Key Takeaways
- Food choices significantly impact health, yet many overlook the connection to their diet.
- Dairy has been marketed as healthy, but research shows it may cause issues like lactose intolerance and digestive discomfort.
- The belief that dairy prevents osteoporosis is a myth; other sources of calcium can be more beneficial.
- Cutting back on dairy often leads to clearer skin and better digestion, based on patient reports.
- Alternatives like oat milk and plant-based cheeses are improving and can replace traditional dairy.
One of the first conversations that takes place at Above & Beyond Acupuncture, often before needles are even discussed, is about food.

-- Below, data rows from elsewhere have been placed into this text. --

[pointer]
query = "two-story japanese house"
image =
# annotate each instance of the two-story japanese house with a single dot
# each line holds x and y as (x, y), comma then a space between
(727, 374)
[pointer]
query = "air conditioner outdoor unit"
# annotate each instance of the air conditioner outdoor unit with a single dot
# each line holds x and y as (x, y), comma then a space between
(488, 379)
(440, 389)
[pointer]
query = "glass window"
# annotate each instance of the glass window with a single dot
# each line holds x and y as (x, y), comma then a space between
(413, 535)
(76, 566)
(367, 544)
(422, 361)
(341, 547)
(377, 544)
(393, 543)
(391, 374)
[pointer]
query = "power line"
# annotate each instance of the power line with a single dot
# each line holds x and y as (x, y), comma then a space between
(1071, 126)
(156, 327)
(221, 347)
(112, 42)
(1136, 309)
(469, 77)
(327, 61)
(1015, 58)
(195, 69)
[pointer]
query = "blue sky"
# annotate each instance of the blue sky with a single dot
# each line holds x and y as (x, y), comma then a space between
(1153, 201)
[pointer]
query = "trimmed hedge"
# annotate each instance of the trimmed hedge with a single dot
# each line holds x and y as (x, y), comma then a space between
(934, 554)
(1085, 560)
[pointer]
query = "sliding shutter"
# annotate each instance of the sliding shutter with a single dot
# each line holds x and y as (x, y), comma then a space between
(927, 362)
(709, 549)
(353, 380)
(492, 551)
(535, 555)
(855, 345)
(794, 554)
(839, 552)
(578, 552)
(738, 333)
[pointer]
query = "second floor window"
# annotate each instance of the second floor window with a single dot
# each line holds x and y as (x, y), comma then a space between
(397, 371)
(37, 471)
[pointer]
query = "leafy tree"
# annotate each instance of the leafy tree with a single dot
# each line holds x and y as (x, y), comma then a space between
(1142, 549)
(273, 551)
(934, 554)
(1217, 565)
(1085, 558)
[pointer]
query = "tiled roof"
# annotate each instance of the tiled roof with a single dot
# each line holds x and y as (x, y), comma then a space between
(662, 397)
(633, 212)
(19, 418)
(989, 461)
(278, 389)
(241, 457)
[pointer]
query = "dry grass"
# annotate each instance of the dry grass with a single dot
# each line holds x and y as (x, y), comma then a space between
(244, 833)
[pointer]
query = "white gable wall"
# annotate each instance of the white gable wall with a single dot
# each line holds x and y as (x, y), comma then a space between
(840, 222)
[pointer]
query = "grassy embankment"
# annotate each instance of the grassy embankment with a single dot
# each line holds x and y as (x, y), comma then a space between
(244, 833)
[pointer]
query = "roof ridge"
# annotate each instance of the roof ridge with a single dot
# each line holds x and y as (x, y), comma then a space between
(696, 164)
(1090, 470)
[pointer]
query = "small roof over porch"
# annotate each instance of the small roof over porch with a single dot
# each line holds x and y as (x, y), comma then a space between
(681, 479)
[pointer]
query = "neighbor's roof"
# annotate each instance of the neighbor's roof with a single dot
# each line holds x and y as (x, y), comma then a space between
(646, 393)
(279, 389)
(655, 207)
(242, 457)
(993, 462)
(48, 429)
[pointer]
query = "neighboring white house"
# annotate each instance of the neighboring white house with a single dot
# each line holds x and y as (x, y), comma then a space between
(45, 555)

Not in a lecture kind of way, but in a real, honest, what-are-you-actually-eating kind of way. Because what goes into the body every single day matters enormously, and some of the foods that have been normalized in our culture are quietly creating problems that people never connect back to their diet. Dairy is one of the biggest offenders, and it is one of the most misunderstood.
Most of us grew up being told that milk builds strong bones. It was on the posters in the school cafeteria, in the commercials, in the food pyramid. Doctors and parents repeated it without question because they had been told the same thing. It felt like settled science. It wasn’t. When researchers actually started pulling at that thread, what they found was that the “milk does a body good” narrative had far more to do with aggressive industry lobbying and marketing than it did with honest nutritional research. That is not a conspiracy theory. That is a documented history of how the dairy industry shaped public health messaging for decades, to its own benefit.

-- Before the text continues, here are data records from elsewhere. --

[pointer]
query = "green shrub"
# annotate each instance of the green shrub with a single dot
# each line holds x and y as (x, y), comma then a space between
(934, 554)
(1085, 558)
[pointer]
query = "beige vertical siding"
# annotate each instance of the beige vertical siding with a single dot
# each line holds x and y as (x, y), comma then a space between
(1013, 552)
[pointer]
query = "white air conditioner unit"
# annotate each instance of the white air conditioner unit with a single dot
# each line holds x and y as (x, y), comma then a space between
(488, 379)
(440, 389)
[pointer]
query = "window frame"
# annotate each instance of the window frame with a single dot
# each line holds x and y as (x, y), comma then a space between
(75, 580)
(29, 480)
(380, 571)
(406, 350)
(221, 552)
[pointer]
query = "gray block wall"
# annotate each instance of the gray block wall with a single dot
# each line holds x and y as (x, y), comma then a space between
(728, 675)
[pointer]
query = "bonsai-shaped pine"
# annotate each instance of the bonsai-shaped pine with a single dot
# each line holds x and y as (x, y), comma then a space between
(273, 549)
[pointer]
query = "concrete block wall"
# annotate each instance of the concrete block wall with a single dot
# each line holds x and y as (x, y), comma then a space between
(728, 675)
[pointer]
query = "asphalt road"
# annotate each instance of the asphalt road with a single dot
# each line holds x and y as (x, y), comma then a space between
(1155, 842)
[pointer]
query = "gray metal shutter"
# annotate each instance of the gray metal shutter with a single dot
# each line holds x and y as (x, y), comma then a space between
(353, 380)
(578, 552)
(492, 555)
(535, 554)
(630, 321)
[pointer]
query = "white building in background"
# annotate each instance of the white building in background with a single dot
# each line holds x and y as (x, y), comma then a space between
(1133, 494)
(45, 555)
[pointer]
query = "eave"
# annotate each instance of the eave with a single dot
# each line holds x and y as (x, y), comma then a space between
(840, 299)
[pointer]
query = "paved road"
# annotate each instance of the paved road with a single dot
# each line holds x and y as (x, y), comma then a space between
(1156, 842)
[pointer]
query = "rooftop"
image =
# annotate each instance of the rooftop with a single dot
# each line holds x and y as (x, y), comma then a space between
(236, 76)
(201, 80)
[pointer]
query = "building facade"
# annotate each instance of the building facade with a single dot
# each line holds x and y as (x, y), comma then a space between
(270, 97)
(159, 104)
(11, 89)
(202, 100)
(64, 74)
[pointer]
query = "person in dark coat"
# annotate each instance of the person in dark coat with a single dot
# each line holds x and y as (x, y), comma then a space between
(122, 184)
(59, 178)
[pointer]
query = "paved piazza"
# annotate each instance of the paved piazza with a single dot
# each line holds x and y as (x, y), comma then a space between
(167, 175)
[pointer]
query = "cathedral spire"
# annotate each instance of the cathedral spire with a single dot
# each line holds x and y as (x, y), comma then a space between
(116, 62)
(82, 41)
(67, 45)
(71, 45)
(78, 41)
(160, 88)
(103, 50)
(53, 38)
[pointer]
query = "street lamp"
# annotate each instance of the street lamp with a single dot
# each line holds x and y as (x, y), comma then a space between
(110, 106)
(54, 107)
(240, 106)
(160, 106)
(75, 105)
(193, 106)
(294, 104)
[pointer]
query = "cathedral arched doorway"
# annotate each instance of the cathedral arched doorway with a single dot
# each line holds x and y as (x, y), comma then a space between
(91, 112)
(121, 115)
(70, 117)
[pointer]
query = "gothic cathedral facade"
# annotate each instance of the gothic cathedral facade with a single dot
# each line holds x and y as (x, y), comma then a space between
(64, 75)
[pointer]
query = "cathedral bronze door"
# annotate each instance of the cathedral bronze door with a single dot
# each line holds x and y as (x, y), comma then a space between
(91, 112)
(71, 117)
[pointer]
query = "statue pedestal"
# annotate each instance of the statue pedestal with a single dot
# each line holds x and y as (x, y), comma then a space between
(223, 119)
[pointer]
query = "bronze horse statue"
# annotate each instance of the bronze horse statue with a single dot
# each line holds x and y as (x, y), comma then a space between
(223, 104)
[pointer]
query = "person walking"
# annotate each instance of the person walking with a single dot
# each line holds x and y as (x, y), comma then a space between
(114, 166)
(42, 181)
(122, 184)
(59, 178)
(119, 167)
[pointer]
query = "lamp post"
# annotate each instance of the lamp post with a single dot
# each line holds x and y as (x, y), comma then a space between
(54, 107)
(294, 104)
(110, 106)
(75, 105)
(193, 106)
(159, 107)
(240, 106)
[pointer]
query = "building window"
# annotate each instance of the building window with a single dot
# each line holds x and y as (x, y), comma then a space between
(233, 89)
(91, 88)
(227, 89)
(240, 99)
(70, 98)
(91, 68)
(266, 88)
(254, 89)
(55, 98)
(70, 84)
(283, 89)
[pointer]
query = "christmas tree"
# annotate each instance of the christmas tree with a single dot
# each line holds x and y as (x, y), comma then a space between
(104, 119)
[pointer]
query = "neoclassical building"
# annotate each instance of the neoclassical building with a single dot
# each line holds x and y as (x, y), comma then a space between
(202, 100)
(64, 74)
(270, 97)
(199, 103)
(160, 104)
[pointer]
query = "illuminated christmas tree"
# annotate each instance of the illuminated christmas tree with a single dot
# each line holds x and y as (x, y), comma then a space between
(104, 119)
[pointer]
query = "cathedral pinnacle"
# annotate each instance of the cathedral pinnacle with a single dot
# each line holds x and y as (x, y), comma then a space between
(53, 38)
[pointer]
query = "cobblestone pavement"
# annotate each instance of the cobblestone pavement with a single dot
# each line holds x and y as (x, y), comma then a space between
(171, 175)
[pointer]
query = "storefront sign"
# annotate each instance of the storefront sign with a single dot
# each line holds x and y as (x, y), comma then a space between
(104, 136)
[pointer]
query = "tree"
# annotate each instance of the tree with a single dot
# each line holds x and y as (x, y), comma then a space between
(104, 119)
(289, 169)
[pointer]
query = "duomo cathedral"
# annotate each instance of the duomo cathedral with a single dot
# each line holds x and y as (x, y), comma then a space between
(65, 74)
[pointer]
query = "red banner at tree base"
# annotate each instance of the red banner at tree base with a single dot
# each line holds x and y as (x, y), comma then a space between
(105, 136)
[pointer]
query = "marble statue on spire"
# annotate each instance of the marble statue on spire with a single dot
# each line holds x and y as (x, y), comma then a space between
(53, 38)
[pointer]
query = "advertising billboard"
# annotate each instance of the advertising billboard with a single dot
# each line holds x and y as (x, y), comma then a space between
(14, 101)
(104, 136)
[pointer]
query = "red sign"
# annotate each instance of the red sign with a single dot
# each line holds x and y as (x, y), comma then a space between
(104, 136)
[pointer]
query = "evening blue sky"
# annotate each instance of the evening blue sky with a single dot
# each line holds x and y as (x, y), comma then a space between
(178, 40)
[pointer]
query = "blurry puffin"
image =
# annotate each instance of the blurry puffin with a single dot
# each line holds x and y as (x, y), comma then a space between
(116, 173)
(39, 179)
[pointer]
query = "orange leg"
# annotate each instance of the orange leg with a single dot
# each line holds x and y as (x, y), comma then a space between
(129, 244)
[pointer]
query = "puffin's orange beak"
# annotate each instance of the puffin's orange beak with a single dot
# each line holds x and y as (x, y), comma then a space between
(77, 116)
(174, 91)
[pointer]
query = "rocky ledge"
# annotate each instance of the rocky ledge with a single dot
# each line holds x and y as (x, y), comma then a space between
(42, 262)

The science, when you actually look at it, tells a more complicated story. Cow’s milk is not designed for the human body. It is designed to turn a calf into a full-grown cow in a matter of months. It is calorie-dense, hormone-rich, and loaded with proteins that a large percentage of the human population genuinely struggles to digest. Lactose intolerance is not a niche condition. It affects the majority of adults worldwide. Many people walking around with chronic bloating, digestive discomfort, excess mucus, skin flare-ups, or low-grade inflammation have never once considered that their daily glass of milk or their cheese habit might be contributing to it.
Then there is the bone density argument, which is probably the most stubborn myth of all. The idea that dairy prevents osteoporosis has been repeated so many times that it feels like common sense. But the data has never cleanly supported it. In fact, some of the countries with the highest rates of dairy consumption also have some of the highest rates of hip fractures and osteoporosis diagnoses. Calcium matters, absolutely, but the body can get what it needs from leafy greens, seeds, legumes, and fortified plant-based options without the hormonal and inflammatory baggage that comes along with conventional dairy.

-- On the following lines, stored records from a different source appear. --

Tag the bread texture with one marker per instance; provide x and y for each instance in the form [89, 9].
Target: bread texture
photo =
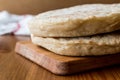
[81, 46]
[81, 20]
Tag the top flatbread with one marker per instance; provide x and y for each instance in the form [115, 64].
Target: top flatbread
[82, 20]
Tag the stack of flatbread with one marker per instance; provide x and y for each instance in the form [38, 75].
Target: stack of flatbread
[84, 30]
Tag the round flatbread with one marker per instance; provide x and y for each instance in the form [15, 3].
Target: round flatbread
[81, 46]
[82, 20]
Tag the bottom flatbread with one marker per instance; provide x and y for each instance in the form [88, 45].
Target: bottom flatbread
[81, 46]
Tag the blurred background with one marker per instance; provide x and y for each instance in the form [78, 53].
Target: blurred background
[15, 14]
[37, 6]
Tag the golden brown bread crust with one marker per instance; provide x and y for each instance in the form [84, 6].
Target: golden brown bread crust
[82, 20]
[81, 46]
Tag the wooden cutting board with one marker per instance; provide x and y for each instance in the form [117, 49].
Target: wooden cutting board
[63, 65]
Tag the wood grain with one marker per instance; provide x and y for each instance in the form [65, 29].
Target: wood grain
[16, 67]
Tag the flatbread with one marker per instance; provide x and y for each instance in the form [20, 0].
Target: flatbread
[81, 46]
[81, 20]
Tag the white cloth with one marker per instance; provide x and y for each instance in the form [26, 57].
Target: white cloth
[16, 24]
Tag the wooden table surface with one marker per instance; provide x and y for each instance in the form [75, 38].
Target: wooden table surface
[16, 67]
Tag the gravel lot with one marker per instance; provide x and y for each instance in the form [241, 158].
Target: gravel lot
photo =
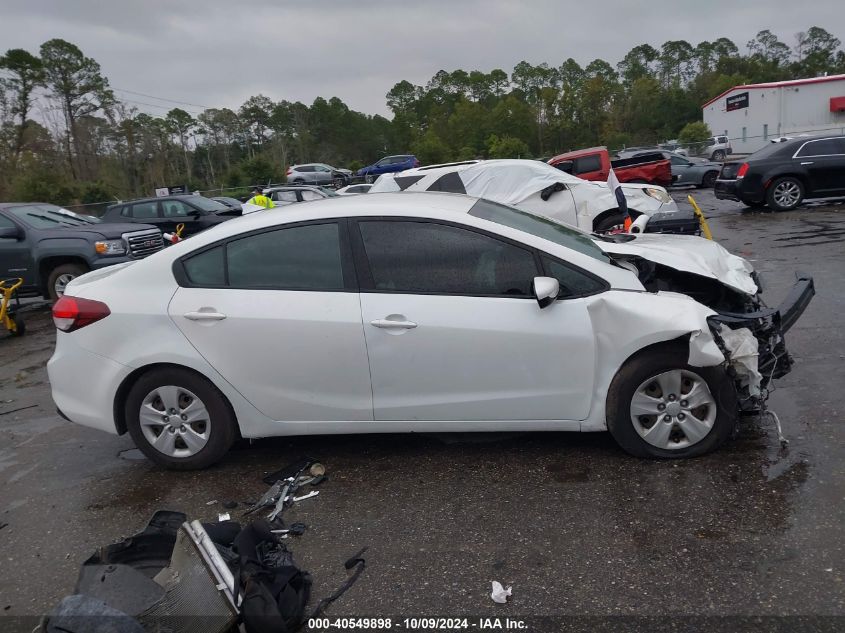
[576, 526]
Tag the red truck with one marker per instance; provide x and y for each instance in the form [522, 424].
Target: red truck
[594, 164]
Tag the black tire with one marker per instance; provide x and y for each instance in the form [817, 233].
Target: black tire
[64, 271]
[222, 425]
[777, 198]
[608, 222]
[20, 326]
[651, 364]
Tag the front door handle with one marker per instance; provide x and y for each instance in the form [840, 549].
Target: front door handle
[204, 316]
[388, 324]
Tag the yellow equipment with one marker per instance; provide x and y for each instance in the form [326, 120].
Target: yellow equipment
[705, 228]
[15, 325]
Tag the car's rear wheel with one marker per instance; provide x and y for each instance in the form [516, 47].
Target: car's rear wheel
[709, 180]
[60, 277]
[660, 406]
[179, 420]
[785, 194]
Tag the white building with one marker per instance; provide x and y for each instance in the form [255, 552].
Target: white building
[753, 115]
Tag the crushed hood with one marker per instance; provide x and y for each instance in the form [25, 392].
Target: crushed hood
[690, 254]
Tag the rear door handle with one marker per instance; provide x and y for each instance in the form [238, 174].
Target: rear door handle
[387, 324]
[204, 316]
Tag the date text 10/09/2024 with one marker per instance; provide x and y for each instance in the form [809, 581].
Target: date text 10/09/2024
[417, 624]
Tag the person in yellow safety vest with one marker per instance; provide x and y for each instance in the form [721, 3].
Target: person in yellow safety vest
[260, 199]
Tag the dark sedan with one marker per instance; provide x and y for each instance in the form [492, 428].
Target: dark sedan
[195, 212]
[783, 175]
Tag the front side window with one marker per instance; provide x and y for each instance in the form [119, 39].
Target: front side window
[573, 282]
[586, 164]
[424, 257]
[144, 210]
[176, 209]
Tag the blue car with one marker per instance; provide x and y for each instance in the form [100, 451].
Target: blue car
[388, 165]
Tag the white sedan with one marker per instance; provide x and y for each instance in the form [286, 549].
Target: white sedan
[390, 313]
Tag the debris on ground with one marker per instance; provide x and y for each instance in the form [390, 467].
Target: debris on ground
[500, 594]
[184, 576]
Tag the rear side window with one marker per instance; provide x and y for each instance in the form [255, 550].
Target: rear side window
[297, 258]
[587, 164]
[207, 268]
[424, 257]
[303, 257]
[823, 147]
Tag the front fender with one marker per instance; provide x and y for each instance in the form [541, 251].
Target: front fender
[625, 322]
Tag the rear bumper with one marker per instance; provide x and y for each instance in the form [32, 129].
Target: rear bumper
[769, 326]
[84, 384]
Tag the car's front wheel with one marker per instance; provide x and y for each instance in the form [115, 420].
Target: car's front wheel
[660, 406]
[785, 194]
[60, 277]
[179, 420]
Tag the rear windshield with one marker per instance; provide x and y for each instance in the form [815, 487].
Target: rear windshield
[212, 206]
[538, 227]
[49, 216]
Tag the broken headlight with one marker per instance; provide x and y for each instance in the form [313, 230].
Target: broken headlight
[658, 194]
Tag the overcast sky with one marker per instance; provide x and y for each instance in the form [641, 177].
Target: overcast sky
[215, 53]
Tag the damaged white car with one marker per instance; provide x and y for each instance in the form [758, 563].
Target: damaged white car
[406, 312]
[537, 187]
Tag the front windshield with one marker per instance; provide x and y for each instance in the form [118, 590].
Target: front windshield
[212, 206]
[539, 227]
[49, 216]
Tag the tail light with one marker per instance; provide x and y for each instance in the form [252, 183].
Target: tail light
[73, 313]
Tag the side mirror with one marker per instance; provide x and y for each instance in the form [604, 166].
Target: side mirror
[10, 233]
[546, 290]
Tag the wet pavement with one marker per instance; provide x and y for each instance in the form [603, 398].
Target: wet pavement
[575, 525]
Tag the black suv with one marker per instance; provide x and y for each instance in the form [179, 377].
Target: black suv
[195, 212]
[784, 174]
[48, 246]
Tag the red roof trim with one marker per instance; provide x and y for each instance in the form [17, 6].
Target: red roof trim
[779, 84]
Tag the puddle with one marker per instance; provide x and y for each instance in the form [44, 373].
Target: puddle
[132, 455]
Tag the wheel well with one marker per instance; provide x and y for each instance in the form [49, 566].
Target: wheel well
[119, 406]
[604, 214]
[680, 345]
[46, 265]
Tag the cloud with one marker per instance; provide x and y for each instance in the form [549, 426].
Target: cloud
[218, 53]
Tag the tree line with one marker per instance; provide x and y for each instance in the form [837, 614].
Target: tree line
[65, 136]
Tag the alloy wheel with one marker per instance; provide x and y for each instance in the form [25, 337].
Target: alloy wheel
[61, 283]
[175, 421]
[673, 410]
[787, 193]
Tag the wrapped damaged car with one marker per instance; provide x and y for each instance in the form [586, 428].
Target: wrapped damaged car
[534, 186]
[409, 312]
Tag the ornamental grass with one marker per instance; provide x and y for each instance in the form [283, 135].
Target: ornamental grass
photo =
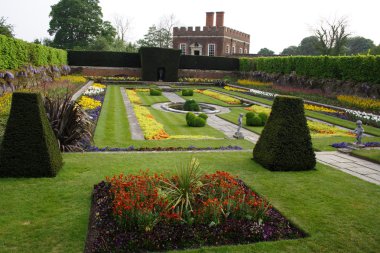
[361, 103]
[152, 129]
[219, 96]
[88, 103]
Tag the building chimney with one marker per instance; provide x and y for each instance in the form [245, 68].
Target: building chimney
[220, 18]
[209, 19]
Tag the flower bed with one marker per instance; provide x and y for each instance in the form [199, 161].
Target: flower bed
[152, 129]
[137, 213]
[219, 96]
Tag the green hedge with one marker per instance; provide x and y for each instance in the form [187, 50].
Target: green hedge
[104, 59]
[17, 53]
[153, 59]
[29, 147]
[208, 63]
[354, 68]
[285, 142]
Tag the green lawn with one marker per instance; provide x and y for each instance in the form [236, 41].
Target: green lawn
[113, 127]
[338, 211]
[370, 155]
[175, 124]
[147, 99]
[319, 143]
[201, 98]
[333, 120]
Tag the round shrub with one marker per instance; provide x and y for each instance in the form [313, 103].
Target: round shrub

For anyone who wants to go deeper on this topic, Mark Hyman, MD has written an article that covers the research thoroughly and honestly. It is worth the time: [Link]
Cutting dairy out, or even just pulling back significantly, is something that gets recommended often in this practice. Not because it is trendy, but because the results speak for themselves. People report clearer skin, less congestion, reduced joint discomfort, and better digestion, sometimes within just a few weeks of making the change. The transition does take some adjustment. Habits that have been in place since childhood are not always easy to rethink. But the alternatives available now are genuinely good. Oat milk, almond milk, cashew-based cheeses, coconut yogurt, the options have come a long way and continue to improve.
The body responds when you give it better inputs. Dairy is one place where a relatively small shift can make a surprisingly noticeable difference.